The impact of a typo, or: too great a lyft!

“Typo in Lyft earnings sends shares aloft nearly 70%,” announced a recent CBS News story.

Here’s what it had to say:

  • What a difference a zero can make. 
  • Lyft shares enjoyed a short-lived pop after Tuesday’s closing bell, surging as much as 67% after the company issued an outlook mistakenly projecting that its margins would expand an astounding 500 basis points.
  • Less than an hour later, the ride-sharing provider offered that the estimate had missed the mark — by a lot, with the real estimate at 50 basis points, or a half of a percentage point. 
  • “This is actually a correction from the press release,” Erin Brewer, Lyft’s CFO, told an earnings call, less than an hour after the company issued its initial-and-quickly-corrected forecast in its fourth-quarter earnings report.
  • In an amended regulatory filing, Lyft called the misstated margin “a clerical error.”
  • “For Lyft this, was a Ted Striker Airplane Moment and a debacle mistake that will be spoken about in Street circles for years to come,” Wedbush analyst Daniel Ives said. “In decades on the Street, never seen anything like it, a black eye moment for Lyft.” 
  • The debacle brought a mea culpa from Lyft CEO David Risher, who took responsibility in a Wednesday appearance on CNBC. “Look, it was a bad error, and that’s on me,” he told the network. 
  • Lyft realized its mistake on the earnings call as Wall Street analysts zeroed in on the company’s surprisingly strong margins. When a Lyft employee realized the mistake, Risher said he could see her “jaw drop.”
  • “Thank goodness we caught it pretty fast,” the executive added
  • After Tuesday’s brief after-hours surge, Lyft shares reversed course as Brewer’s correction was digested. 
  • Lyft shares on Wednesday closed 35% higher as even the corrected earnings report was a good one, with Lyft tallying bookings that surpassed expectations.

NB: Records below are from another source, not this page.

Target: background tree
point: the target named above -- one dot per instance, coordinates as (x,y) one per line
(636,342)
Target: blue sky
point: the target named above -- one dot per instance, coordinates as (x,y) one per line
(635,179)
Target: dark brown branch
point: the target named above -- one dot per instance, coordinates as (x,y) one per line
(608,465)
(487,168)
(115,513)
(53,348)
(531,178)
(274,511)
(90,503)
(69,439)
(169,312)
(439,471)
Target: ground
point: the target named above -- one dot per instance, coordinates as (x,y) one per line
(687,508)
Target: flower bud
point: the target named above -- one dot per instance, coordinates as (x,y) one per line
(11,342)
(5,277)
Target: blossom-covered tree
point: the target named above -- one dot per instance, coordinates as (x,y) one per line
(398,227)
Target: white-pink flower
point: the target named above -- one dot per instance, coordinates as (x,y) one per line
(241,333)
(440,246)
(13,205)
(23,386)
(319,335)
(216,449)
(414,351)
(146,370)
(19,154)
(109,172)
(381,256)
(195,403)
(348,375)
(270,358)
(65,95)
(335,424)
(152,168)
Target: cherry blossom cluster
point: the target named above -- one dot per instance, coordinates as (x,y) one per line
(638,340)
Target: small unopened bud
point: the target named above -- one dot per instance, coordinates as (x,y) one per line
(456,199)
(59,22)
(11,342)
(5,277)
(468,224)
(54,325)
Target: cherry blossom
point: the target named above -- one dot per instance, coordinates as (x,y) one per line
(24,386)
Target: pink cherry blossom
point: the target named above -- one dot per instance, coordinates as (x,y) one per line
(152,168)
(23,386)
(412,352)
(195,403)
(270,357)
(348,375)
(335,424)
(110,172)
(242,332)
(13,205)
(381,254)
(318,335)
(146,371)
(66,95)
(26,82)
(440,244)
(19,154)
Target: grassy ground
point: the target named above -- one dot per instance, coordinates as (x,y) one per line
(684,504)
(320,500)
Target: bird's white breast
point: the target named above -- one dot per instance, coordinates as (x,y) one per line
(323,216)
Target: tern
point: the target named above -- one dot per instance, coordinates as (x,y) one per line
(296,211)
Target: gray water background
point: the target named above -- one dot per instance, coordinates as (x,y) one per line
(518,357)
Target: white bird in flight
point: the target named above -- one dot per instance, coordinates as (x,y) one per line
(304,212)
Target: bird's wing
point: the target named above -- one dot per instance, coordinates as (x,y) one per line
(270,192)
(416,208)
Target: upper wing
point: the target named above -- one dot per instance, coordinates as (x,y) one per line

The coverage on Forbes.com added the following perspective:

  • “Lyft clearly did one thing right – it corrected the error quickly and decisively,” said Brad Foster, a partner specializing in securities litigation at corporate law firm Haynes Boone. “The reality is that people make mistakes, and mistakes are not securities fraud.”

Forbes notes for background that “according to market research firm YipitData, (Lyft) has held around 30% of the US rideshare market compared with 70% for Uber since the second quarter of 2022.” Anyway, it seems correct to me that enforcement action shouldn’t be on the cards here. Actually, the penalty has already been levied, not on Lyft (unless you include the hapless shareholders who bought in at that short-lived high) but on all of us who devote any part of our life to the cause of high-quality decision-useful financial reporting. However impressive the erroneous 500 basis point data point may have seemed in isolation, it was still only a single data point, and even if accurate should hardly should have triggered an unseemly scramble to get hold of the shares at any costs. And then, even modest reflection regarding the disclosure as a whole should have indicated to users either that the data point had to be wrong, or at least that the way in which the separate components of the disclosure related to one another warranted more investigation before making an investing decision. To illustrate, the overall outlook was for an adjusted EBITDA margin (calculated as a percentage of Gross Bookings) of approximately 1.4% to 1.5%; the commentary anticipated “rides growth in the mid-teens year-over-year,” and the bullet point following the error said that “Given these factors, along with our plans for slightly lower capital expenditures for 2024 relative to 2023, we anticipate that Lyft will generate positive Free Cash Flow for the full-year for the first time. In terms of the magnitude, we expect that roughly half of Adjusted EBITDA will convert to Free Cash Flow for full-year 2024.” All positive enough, but not as much as a once-in-a-lifetime margin expansion might lead you to expect.

So all the no doubt painstaking work underlying thel development of the outlook and the crafting of the accompanying disclosure, not to mention all that went into the historical financial information issued at the same time, apparently counted for much less than the sugar rush provided by one improbably super-charged data point. One would like to know more about the process by which that number triggered such activity, for example to what extent the fault was attributable to automation rather than to human folly. You’d like to think, for example, that artificial intelligence-based analysis would act as a brake on unwarranted enthusiasm, but maybe such systems are or will be taught to cynically create and profit from such idiocies more than to prevent them…

So, all more depressing than funny. Which might also be true of the movie Airplane these days, not that I’m planning to do the research on that…

The opinions expressed are solely those of the author.